Einige Freunde treffen sich in einer Moskauer Banja, um Silvester zu feiern. Es wird Bier und Wodka getrunken bis alle schließlich betrunken sind. Später fährt man zum Flughafen, da einer der Freunde am selben Abend nach Leningrad fliegen sollte. Zwei der Freunde, darunter der Held des Films Schenja (Andrei Mjagkow), schlafen, bedingt durch den übermäßigen Alkoholkonsum, ein und sind nicht mehr wach zu bekommen. Die übrigen Freunde können sich nicht erinnern, wer von beiden das Flugzeug besteigen sollte. Irrtümlicherweise wird so der völlig betrunkene Schenja anstelle seines Freundes ins Flugzeug gesetzt. Er erwacht am Leningrader Flughafen in dem Glauben, nach wie vor in Moskau zu sein und nimmt ein Taxi, um nach Hause zu fahren. Er nennt dem Taxifahrer seine Adresse und dieser fährt los. Es stellt sich heraus, dass es in Leningrad eine Straße gleichen Namens gibt. Zudem sieht das Neubaugebiet, in das das Taxi Schenja bringt, genau so aus, wie das in Moskau. Auch passt Schenjas Schlüssel zu der fremden Wohnung, die er für seine eigene hält. Auch die Inneneinrichtung ähnelt der seiner Moskauer Wohnung, sodass dieser - immer noch betrunken - seinen Irrtum nicht bemerkt und sich schlafen legt. Kurz darauf kommt Nadja (Barbara Brylska), die in der Wohnung lebt, nach Hause und findet den ihr völlig unbekannten Mann in ihrem Bett. Bevor sie diesen davon überzeugen kann, dass er sich in einer fremden Wohnung befindet und gehen sollte, klingelt Nadjas Verlobter Ippolit (Juri Jakowlew) an der Tür. Ippolit verdächtigt Nadja, ihn betrogen zu haben und stürmt davon. Schenja versucht nun schnellstmöglich nach Moskau zurückzukehren, wo seine Verlobte auf ihn wartet. Unglücklicherweise gibt es zu diesem Zeitpunkt vorübergehend keine Flüge nach Moskau. Nach einigem Hin und Her verlieben sich Nadja und Schenja schließlich ineinander.

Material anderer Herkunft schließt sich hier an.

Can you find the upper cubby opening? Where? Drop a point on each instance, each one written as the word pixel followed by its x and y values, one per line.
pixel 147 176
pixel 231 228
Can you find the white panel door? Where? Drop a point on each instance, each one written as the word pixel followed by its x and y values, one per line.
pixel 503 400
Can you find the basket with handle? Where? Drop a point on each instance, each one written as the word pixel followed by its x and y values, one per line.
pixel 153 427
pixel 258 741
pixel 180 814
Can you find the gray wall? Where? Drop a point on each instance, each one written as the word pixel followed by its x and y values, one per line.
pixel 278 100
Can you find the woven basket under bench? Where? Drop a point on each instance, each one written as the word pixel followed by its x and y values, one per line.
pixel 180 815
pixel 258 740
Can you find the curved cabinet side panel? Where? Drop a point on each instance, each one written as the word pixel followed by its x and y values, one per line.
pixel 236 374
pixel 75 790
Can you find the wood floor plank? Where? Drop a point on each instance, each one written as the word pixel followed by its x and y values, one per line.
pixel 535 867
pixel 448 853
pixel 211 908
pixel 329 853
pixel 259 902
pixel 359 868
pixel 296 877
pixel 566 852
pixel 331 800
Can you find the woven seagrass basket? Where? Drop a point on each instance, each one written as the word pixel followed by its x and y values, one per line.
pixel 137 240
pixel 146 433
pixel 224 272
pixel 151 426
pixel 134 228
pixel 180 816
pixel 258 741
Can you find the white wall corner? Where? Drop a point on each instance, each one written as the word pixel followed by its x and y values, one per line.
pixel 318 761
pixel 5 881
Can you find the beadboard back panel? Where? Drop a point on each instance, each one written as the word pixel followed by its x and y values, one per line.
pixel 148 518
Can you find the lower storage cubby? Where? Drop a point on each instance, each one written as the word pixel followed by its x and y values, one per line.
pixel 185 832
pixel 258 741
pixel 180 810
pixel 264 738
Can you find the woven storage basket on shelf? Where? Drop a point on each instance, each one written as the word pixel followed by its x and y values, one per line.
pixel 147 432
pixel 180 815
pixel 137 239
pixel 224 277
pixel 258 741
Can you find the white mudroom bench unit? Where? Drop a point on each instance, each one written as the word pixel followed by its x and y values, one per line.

Der Film ist auch eine Parodie auf die sowjetische Wohnungsbaupolitik, die Plattenbausiedlungen hervorbrachte, die im ganzen Land gleich aussahen, so wie auch die einzelnen Häuser, die Wohnungen und deren Inneneinrichtungen immer gleich aussahen. Im Vorspann wird dieser Umstand in einem kurzen Trickfilm thematisiert.
Ironie des Schicksals ist auch ein Musikfilm. Immer wieder greifen die Protagonisten zur Gitarre und stimmen Lieder an. Dabei wurden Verse von bekannten Dichtern der Sowjetunion vertont, so etwa von Marina Zwetajewa, Boris Pasternak, Bella Achmadulina, Wladimir Kirschon, Jewgeni Jewtuschenko, Michail Lwowski, Alexander Aronow und Alexander Kotschetkow.
Am 1. November 2006 wurde die Produktion einer Fortsetzung des Film als Fernsehfilm angekündigt, die 2008 gezeigt werden soll. Andrei Mjagkow, Barbara Brylska sowie Juri Jakowlew haben ihre Teilnahme zugesagt. Regisseur Eldar Rjasanow verweigerte sich jedoch.